A family of five approached Walker and had a very nice conversation, with children in the family even giving her a hug.

“That meant more to me than anything,” Walker explained. “Now when I do any community engagements I look for them, and I actually saw them again recently at the Charles County Fair and it brought the biggest smile to my face.”

Walker said she feels a deep responsibility to be a role model, not only because she has a position as an authority figure, but because she is a women serving in a profession that in some cases is dominated by men.

She strives to set a good example and inspire others.

“As a female, it’s important for me to show other females that they are welcome and that they can do this job and wear this uniform and perform at high levels just like their male counterparts,” Walker said.

The job has evolved

Law enforcement looks a lot different now than it did when Walker first started.

That’s especially true when considering all the technological enhancements and developments that have emerged over the years.

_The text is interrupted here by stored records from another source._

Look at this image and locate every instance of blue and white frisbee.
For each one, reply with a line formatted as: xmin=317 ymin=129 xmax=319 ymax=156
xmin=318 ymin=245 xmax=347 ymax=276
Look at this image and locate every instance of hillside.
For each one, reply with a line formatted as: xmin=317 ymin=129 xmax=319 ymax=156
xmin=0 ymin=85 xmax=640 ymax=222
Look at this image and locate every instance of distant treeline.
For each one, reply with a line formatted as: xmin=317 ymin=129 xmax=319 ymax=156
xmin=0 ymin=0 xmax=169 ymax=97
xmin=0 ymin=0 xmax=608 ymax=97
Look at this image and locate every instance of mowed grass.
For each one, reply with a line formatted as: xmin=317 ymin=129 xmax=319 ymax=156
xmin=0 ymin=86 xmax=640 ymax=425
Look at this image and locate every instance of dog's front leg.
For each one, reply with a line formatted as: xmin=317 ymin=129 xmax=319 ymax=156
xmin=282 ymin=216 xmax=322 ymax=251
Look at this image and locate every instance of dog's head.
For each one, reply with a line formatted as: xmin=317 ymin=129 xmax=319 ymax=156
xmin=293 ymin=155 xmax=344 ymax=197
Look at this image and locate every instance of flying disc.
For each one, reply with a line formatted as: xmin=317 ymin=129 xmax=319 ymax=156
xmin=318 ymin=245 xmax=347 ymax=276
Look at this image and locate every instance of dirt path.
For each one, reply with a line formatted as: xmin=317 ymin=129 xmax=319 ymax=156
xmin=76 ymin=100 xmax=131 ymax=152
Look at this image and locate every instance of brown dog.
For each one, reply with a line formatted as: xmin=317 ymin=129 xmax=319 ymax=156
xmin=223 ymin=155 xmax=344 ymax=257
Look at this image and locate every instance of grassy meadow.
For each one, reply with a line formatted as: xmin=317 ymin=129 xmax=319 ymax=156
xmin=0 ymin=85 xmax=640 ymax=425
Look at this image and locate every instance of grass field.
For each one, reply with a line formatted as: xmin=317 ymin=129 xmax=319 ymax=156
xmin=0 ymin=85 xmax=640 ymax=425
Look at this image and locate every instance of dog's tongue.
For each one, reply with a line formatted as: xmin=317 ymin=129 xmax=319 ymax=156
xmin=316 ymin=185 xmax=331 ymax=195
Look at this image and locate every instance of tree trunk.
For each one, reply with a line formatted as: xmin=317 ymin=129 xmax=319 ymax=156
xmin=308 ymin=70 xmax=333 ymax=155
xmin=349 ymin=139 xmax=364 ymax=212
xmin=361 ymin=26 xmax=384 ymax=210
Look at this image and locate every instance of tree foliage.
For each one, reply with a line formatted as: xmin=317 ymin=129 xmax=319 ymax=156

“Our department has done a great job in adapting over time with ways to assist us as we do our jobs,” Walker said. “Our vehicles are better, similar to mobile offices now, and they are equipped with helpful technology including in-car cameras.”

Police body-worn cameras have become prevalent.

“We’re still adapting and getting familiar with those,” Walker explained. “I think in the long run, they will be a great tool for us.”

Cameras can be useful for members of the public who are hoping to make their neighborhoods more secure and potentially help investigators solve crimes.

High-quality surveillance cameras placed on homes and businesses can provide important footage and sometimes even clear audio of what happened during an incident.

“Those are great tools,” said Walker. “They help law enforcement especially in terms of identifying suspects.”

A “Ring” camera on someone’s front door, for example, can be invaluable for a police officer who is trying to identify a robbery suspect.

Other changes

Other technological changes that have affected law enforcement have occurred in society in general and don’t necessarily have any direct connection to police.

Social media is one of those innovations.

It helps with investigations when police are trying to immediately get information out to masses of people.

“That is one of the changes that has helped our profession greatly,” Walker said.

Information-sharing has become more important not only from police to the public, but among various police departments themselves.

According to Walker, Maryland State Police officials conduct daily briefings in order to keep track of significant incidents, whether it be the seizure of a firearm or the arrest of a particular suspect.

Such events are recorded in the briefings and disseminated to local municipalities across the state in order to consistently keep them in the loop and help them understand what’s happening around them.

“We work well with other agencies and rely on each other to solve cases and find missing persons,” Walker said. “Essentially, we are all in this together.”